Entre las grandes utilidades que han resultado de esta expedición bien merecen entrar en cuenta de ellas la general afección que se ha ganado la tropa en unos países donde la tenían en horror porque nunca la habían visto y el amor con que se inclinan los paisanos a incorporarse en el servicio del rey, olvidando con el buen trato que han experimentado ahora los escarmientos del tiempo anterior. Y como para esto haya contribuido mucho la exacta disciplina que los comandantes y oficiales han hecho observar a la tropa veterana y de milicia, me ha de permitir vuestra excelencia que los recomiende todos eficazmente a su autorizada protección y que le inste el que interceda con su majestad a fin de que se digne concederles un grado o el premio que su real benevolencia regulare justo, pues sin embargo de que en la campaña que acaban de hacer no hayan necesitado sacar la espada, tienen el mérito de haber contribuido con su fatiga y esmero al éxito importante de ella, y cuando necesiten de que yo les aplique el corto servicio de mis trabajos, no carecen de este pequeño auxilio, porque desde luego lo cedo en favor de los que me han acompañado como lo hago de todos en obsequio de mi rey y mi nación.

Por lo que hace a este punto del arreglo y exacta disciplina que han observado los soldados veteranos y de milicias sólo hubo en Guanajuato una incidencia que pudo tener fatales resultas si don Pedro Gorostiza y don Juan Velásquez no hubieran puesto el remedio con la eficacia y prontitud que son muy propias de ambos. Fue el caso que mortificados ligeramente algunos dragones por faltas graves en que habían incurrido, se retiraron a la iglesia diez y siete de ellos, quejándose en tono de motín de la justa disciplina a que se los quería sujetar y extraídos del sagrado con arreglo a lo prevenido en la última real instrucción de su majestad me dieron parte de oficio los expresados Gorostiza y Velásquez; y declarando a los reos por incursos en la pena que el rey les impone, mandé conducirlos a esta capital a disposición de vuestra excelencia, que los destinó a La Habana. Y aunque en aquella ocurrencia creo haber determinado lo que debía y que la sola aprobación de vuestra excelencia basta a calificar de arreglada mi resolución, que ejecutó con su acostumbrada exactitud el comandante de la caballería don Agustín Beren, supo luego haberse censurado en México y Puebla aquella providencia mía; y con este motivo no debo callar que teniendo entonces las omnímodas facultades que vuestra excelencia me transfirió, creería yo faltar a la fiel observancia que merecen las sabias determinaciones de su majestad y a las obligaciones en que me constituía la comisión si hubiese dilatado un ejemplar que aseguró la subordinación y respeto en que se debe mantener la tropa y que sirvió de primer escarmiento a una plebe como la de Guanajuato, acostumbrada antes a conmoverse y amotinarse por su mera fantasía.

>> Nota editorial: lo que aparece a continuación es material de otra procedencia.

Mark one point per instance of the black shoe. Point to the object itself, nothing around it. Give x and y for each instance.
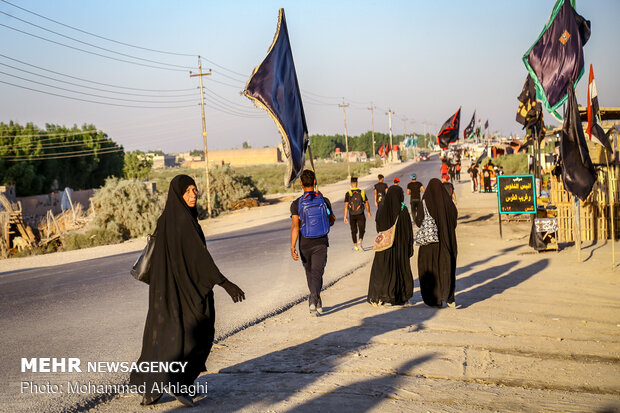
(150, 399)
(184, 399)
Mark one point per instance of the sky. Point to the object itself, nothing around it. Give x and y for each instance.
(421, 59)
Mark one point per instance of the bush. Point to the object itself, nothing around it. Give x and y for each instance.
(92, 238)
(513, 164)
(126, 207)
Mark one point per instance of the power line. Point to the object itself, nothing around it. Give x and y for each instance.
(97, 83)
(95, 95)
(94, 101)
(90, 52)
(90, 87)
(93, 45)
(50, 134)
(95, 35)
(53, 155)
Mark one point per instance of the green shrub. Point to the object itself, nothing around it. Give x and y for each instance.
(512, 164)
(126, 207)
(92, 238)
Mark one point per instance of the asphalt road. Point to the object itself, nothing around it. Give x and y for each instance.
(94, 310)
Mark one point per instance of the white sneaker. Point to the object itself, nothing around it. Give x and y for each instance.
(313, 310)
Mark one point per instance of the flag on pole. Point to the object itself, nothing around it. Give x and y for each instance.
(578, 172)
(595, 130)
(556, 58)
(273, 86)
(468, 133)
(529, 112)
(449, 130)
(382, 150)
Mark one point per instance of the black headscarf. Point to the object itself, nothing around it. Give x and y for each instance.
(391, 280)
(181, 317)
(441, 207)
(390, 209)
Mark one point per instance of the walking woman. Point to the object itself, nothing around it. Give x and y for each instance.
(437, 261)
(181, 316)
(391, 281)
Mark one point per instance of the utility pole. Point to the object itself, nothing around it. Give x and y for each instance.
(372, 121)
(390, 113)
(204, 131)
(346, 137)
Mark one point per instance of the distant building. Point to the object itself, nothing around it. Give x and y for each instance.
(162, 161)
(239, 157)
(354, 156)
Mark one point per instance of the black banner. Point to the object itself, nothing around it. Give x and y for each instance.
(516, 194)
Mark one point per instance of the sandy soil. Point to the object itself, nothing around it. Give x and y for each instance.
(232, 221)
(532, 332)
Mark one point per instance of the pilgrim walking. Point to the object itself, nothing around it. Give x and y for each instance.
(437, 261)
(391, 280)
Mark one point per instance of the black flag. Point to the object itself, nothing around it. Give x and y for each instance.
(468, 133)
(274, 87)
(556, 58)
(578, 173)
(449, 130)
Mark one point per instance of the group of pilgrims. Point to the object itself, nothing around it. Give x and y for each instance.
(180, 323)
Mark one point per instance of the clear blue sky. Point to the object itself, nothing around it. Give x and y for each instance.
(422, 59)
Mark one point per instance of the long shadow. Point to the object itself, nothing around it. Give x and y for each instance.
(480, 218)
(287, 372)
(481, 276)
(500, 284)
(347, 396)
(471, 266)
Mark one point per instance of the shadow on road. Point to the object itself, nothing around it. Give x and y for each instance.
(282, 374)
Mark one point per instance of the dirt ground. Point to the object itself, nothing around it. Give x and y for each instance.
(531, 332)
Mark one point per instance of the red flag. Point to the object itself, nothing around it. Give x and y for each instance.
(594, 130)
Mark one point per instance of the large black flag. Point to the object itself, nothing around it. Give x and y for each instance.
(577, 172)
(274, 87)
(449, 130)
(529, 113)
(468, 133)
(556, 58)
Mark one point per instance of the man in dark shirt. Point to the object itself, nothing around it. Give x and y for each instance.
(380, 190)
(415, 190)
(354, 202)
(313, 251)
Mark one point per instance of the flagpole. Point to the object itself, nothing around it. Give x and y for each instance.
(346, 137)
(610, 179)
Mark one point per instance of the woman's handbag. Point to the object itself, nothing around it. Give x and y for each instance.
(141, 268)
(385, 239)
(428, 232)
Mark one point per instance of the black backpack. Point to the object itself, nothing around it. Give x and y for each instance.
(356, 202)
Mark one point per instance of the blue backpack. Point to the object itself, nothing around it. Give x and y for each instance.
(314, 215)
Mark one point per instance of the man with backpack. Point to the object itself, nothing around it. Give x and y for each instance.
(354, 202)
(311, 217)
(380, 190)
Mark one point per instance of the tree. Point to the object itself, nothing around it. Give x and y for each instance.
(137, 165)
(41, 160)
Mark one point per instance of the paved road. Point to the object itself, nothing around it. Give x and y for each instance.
(95, 311)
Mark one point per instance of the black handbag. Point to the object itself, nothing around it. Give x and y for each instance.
(141, 268)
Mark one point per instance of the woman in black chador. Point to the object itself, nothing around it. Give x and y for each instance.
(437, 261)
(181, 317)
(391, 281)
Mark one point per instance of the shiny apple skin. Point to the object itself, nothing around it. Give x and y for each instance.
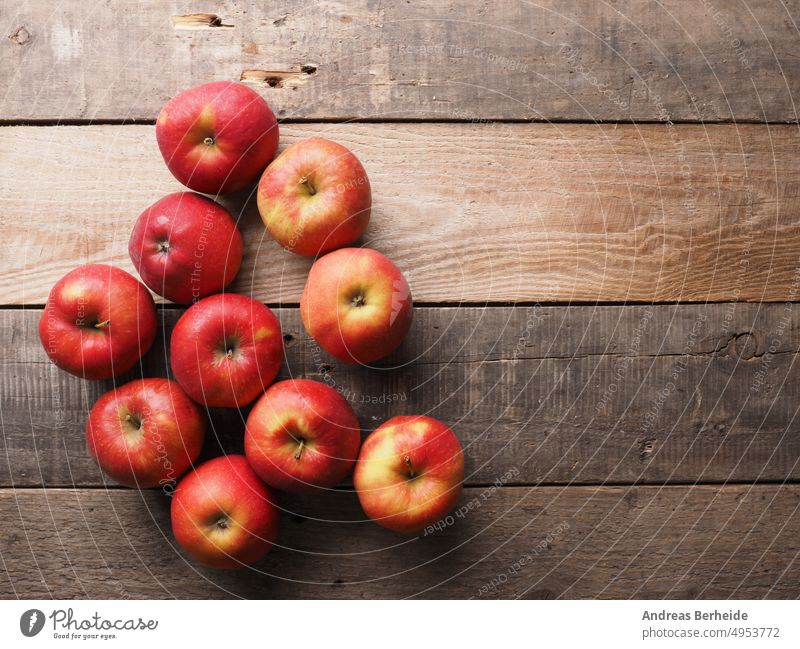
(301, 436)
(218, 137)
(223, 515)
(409, 473)
(203, 335)
(98, 322)
(315, 197)
(186, 247)
(146, 433)
(356, 334)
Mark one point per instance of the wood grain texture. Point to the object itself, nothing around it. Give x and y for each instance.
(426, 60)
(540, 395)
(534, 212)
(578, 542)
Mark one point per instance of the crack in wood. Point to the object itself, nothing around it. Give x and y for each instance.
(199, 21)
(280, 78)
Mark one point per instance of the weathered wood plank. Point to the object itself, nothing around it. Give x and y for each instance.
(579, 542)
(421, 60)
(553, 395)
(469, 212)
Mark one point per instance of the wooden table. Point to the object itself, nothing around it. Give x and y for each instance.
(597, 209)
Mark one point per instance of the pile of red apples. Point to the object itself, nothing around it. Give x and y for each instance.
(225, 351)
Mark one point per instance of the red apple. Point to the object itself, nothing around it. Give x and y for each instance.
(98, 322)
(409, 473)
(223, 515)
(302, 435)
(185, 247)
(315, 197)
(218, 137)
(356, 304)
(226, 349)
(146, 433)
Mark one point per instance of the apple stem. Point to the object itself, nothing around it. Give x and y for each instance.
(309, 186)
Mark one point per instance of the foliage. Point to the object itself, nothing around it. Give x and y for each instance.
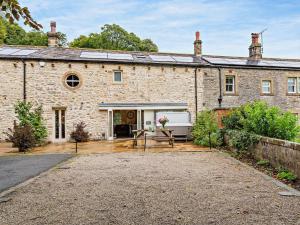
(260, 118)
(206, 127)
(114, 37)
(27, 115)
(21, 136)
(287, 175)
(79, 134)
(263, 162)
(13, 34)
(242, 140)
(12, 11)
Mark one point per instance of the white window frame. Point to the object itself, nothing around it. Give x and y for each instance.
(117, 81)
(295, 84)
(269, 86)
(233, 84)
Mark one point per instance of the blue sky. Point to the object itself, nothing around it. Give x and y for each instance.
(225, 26)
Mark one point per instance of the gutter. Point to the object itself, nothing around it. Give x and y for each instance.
(24, 81)
(220, 99)
(196, 92)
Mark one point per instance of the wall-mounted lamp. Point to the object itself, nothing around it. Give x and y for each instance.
(42, 63)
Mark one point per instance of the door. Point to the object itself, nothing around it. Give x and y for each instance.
(59, 125)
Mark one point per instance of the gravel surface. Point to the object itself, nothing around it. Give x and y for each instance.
(151, 188)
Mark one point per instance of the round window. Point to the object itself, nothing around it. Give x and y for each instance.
(72, 80)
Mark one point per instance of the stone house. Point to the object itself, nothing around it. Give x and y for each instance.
(101, 87)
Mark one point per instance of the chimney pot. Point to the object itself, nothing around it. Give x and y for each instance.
(197, 36)
(255, 49)
(197, 45)
(53, 26)
(52, 35)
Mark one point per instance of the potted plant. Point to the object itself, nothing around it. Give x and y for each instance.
(163, 121)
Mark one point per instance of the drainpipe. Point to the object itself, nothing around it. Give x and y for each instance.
(220, 99)
(196, 92)
(24, 81)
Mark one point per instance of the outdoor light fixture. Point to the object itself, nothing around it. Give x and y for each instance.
(42, 63)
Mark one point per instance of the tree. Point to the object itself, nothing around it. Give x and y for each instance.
(12, 11)
(13, 34)
(114, 37)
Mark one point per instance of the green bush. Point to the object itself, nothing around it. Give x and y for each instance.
(242, 140)
(21, 136)
(206, 127)
(284, 174)
(26, 114)
(263, 162)
(79, 134)
(260, 118)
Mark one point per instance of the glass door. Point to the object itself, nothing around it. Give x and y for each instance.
(59, 125)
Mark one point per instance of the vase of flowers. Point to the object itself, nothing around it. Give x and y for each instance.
(163, 121)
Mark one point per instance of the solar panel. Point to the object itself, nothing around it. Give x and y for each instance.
(162, 58)
(8, 51)
(119, 56)
(24, 52)
(183, 59)
(94, 55)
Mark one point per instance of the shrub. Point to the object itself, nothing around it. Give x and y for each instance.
(260, 118)
(26, 114)
(284, 174)
(242, 140)
(263, 163)
(79, 134)
(21, 136)
(234, 119)
(205, 128)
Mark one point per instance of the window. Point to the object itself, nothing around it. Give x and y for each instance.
(230, 84)
(292, 85)
(117, 76)
(266, 87)
(72, 80)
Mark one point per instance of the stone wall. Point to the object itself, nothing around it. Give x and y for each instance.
(279, 153)
(248, 88)
(45, 85)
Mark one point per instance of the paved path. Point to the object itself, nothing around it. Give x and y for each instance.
(151, 188)
(16, 169)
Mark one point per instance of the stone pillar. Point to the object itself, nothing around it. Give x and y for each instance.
(197, 45)
(255, 52)
(52, 35)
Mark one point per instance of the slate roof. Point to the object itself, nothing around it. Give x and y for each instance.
(91, 55)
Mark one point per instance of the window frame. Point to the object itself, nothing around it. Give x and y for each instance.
(73, 81)
(121, 76)
(270, 87)
(69, 73)
(233, 92)
(296, 85)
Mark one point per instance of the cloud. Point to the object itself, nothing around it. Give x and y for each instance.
(225, 25)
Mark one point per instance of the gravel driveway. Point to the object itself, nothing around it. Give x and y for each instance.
(151, 188)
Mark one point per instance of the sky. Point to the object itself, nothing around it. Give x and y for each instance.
(225, 26)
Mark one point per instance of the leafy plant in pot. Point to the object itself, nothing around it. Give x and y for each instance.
(80, 134)
(163, 121)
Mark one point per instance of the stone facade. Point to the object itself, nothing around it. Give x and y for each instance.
(248, 87)
(46, 85)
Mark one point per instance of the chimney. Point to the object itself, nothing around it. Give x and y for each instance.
(197, 45)
(255, 52)
(52, 35)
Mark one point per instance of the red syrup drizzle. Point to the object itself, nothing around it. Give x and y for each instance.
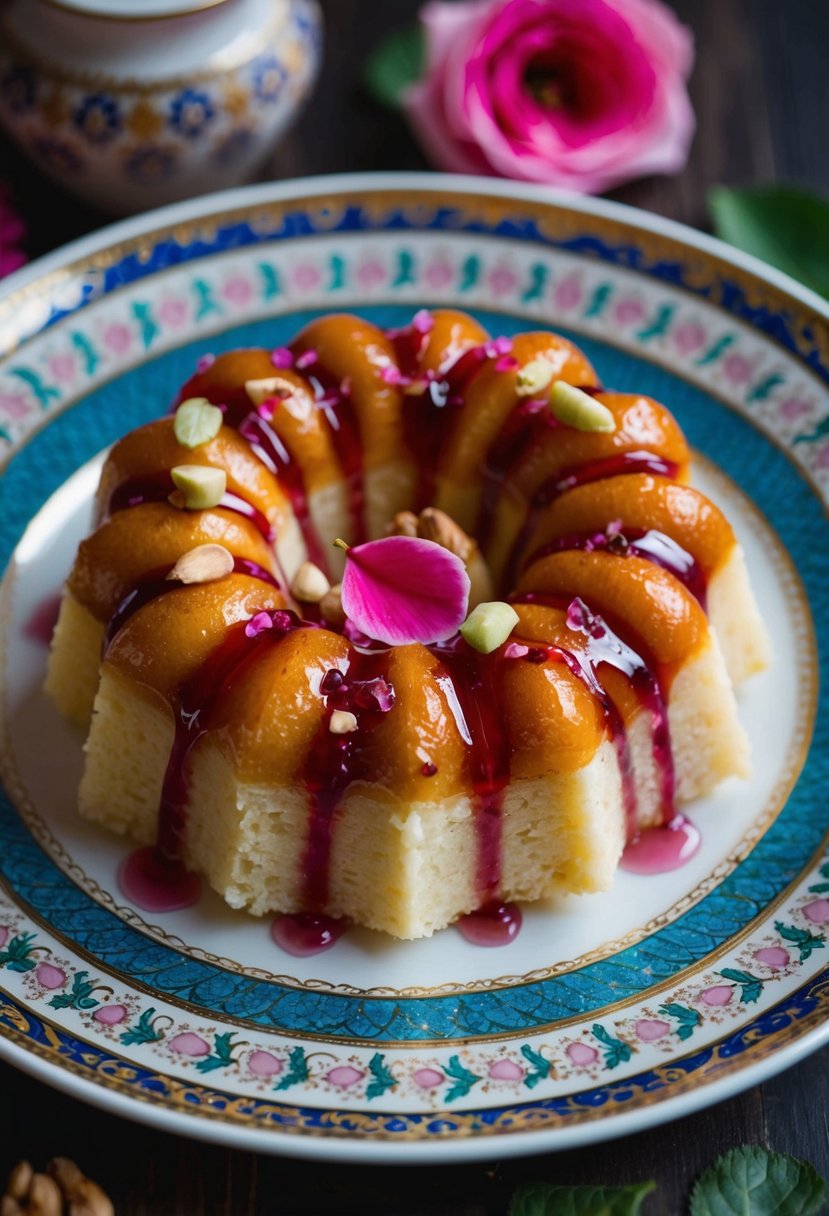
(474, 702)
(303, 934)
(529, 423)
(649, 544)
(227, 663)
(567, 479)
(333, 399)
(43, 620)
(158, 487)
(494, 924)
(156, 884)
(424, 415)
(661, 849)
(605, 646)
(156, 584)
(333, 761)
(269, 448)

Otras muchas de mis operaciones habrán sindicado los enemigos de la sujeción y del buen orden, pero no siendo capaz de embarazarme con las murmuraciones de los malos ni de engreirme con las alabanzas de los buenos, repito aquí la sincera protesta de que sólo pudiera turbar la interior quietud de mi corazón y la serenidad de mi ánimo la desgracia que no espero de que el rey nuestro señor llegara a dudar de la fidelidad, celo y amor con que le sirvo o que vuestra excelencia concibiera la menor desconfianza de la veneración que le profeso y el verdadero afecto con que le amo.

Nuestro señor guarde a vuestra excelencia los muchos años que le ruego. México, diciembre 25 de 1767.

Excelentísimo señor.

Besa las manos de vuestra excelencia su más seguro y rendido servidor.